此酒來自朗歌巴頓的河畔礫石坡地,酒體厚實但不粗糙,入口先是沉穩的黑果香與些許黑巧克力、煙草與皮革感,接著礦物與黏土般的濕土氣息慢慢浮現。單寧緊實、有架構,舌面有沉穩的乾性與溫暖橡木香,後段回味悠長。生產上採手工採收、逐地塊分選、在木槽控溫發酵並進行三週左右的浸皮,之後以法國橡木桶(約六成新桶)陳年16–18個月。建議開瓶前醒上一小時到一個半小時,能讓酒更快打開層次。整體風格成熟穩重,適合搭配烤肉或風乾紅肉與濃郁起司。

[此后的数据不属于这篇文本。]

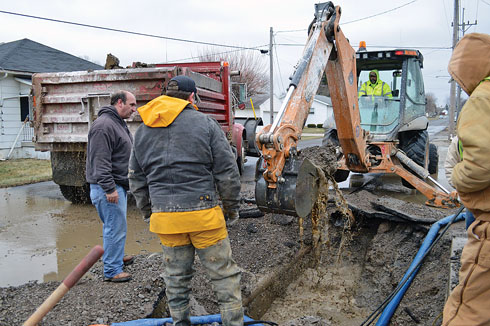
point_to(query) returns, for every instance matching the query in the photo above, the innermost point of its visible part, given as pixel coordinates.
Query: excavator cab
(400, 70)
(397, 116)
(382, 134)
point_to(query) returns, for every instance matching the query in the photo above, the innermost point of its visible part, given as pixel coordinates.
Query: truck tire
(415, 145)
(240, 160)
(433, 159)
(77, 195)
(330, 137)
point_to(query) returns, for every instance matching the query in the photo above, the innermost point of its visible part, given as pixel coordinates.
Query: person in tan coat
(468, 304)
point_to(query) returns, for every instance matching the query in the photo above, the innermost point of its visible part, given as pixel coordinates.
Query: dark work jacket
(183, 166)
(108, 151)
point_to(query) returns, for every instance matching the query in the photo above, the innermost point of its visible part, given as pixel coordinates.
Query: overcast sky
(421, 24)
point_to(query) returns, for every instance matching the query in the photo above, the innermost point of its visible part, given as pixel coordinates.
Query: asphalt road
(43, 236)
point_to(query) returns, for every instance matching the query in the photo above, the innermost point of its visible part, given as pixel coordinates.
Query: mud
(341, 284)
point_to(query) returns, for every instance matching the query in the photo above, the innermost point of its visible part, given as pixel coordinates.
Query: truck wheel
(330, 137)
(433, 159)
(415, 145)
(77, 195)
(240, 160)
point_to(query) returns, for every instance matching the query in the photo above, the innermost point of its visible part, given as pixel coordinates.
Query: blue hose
(390, 308)
(208, 319)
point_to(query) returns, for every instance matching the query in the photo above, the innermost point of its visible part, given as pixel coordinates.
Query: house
(18, 61)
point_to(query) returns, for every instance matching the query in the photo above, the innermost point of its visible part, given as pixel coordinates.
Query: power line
(385, 46)
(127, 32)
(218, 53)
(381, 13)
(278, 66)
(356, 20)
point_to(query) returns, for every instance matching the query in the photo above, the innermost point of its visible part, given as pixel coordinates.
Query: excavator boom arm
(326, 40)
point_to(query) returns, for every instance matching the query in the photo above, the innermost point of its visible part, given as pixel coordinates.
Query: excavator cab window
(380, 113)
(415, 93)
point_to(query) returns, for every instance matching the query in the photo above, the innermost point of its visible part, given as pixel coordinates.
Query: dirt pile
(340, 286)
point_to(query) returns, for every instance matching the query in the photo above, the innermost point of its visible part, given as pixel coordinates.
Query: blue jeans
(114, 228)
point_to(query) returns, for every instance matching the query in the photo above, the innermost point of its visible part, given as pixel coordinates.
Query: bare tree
(431, 107)
(252, 66)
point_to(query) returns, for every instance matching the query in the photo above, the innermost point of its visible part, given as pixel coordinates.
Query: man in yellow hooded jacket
(470, 68)
(375, 86)
(180, 165)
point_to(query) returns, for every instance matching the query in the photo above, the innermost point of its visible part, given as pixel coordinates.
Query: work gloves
(231, 218)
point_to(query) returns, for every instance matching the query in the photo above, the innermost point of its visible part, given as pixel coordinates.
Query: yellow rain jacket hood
(162, 111)
(469, 64)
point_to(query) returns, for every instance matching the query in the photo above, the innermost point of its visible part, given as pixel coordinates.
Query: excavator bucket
(297, 192)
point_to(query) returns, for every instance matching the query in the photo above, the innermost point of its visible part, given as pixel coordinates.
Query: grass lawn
(23, 171)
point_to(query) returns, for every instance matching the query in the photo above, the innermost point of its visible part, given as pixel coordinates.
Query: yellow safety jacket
(380, 88)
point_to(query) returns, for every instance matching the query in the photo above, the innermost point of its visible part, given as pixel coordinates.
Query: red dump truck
(66, 104)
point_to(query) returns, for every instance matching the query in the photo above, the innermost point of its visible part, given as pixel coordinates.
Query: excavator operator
(375, 86)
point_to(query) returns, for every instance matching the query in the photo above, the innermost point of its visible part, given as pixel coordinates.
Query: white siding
(10, 123)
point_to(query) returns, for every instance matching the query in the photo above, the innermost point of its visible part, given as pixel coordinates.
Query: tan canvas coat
(469, 65)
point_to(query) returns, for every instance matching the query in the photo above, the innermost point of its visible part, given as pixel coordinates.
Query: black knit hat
(183, 84)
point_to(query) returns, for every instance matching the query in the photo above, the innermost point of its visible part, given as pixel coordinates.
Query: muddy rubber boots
(225, 277)
(220, 267)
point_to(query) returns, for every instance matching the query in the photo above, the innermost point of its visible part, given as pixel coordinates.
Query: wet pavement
(43, 236)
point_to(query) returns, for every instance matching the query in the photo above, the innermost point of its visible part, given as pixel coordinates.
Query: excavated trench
(336, 273)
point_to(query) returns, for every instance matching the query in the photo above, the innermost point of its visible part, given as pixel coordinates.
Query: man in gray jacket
(180, 163)
(108, 151)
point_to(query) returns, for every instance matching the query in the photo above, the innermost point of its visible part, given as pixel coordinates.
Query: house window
(24, 107)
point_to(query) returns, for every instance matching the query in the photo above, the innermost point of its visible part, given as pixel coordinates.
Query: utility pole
(452, 90)
(271, 78)
(465, 27)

2006 Château Langoa-Barton is a classic Saint-Julien with a reserved, deeply structured profile. On the nose dark berry fruits — cassis and blackberry — mingle with tobacco, cedar, cocoa and mineral notes. The palate is concentrated and full-bodied, marked by firm, characterful tannins and a savory, earthy undercurrent; cedar and gentle spicy oak from prolonged aging unfold through the mid-palate into a long, persistent finish. Produced on gravelly slopes overlooking the river, the estate practises traditional ploughing and rigorous selection. Hand-harvested fruit is de-stemmed, sorted and fermented in temperature-controlled wooden vats (7–10 days), followed by a ~3-week maceration. The wine was matured 16–18 months in French oak (circa 60% new), producing a wine built for medium- to long-term cellaring yet rewarding decanting to reveal its layers. Drink within the suggested window 2015–2035.

 

Winery

朗歌巴頓(Château Langoa-Barton)是位於聖朱利安的歷史名莊,巴頓家族世代經營。莊園約二十公頃,種植於面向河流的礫石坡地,採傳統耕作、不使用除草劑並以手工採收與嚴格分級挑選。釀造走經典路線:分地塊控溫木槽發酵、長期橡木桶陳年,風格注重結構與陳年潛力。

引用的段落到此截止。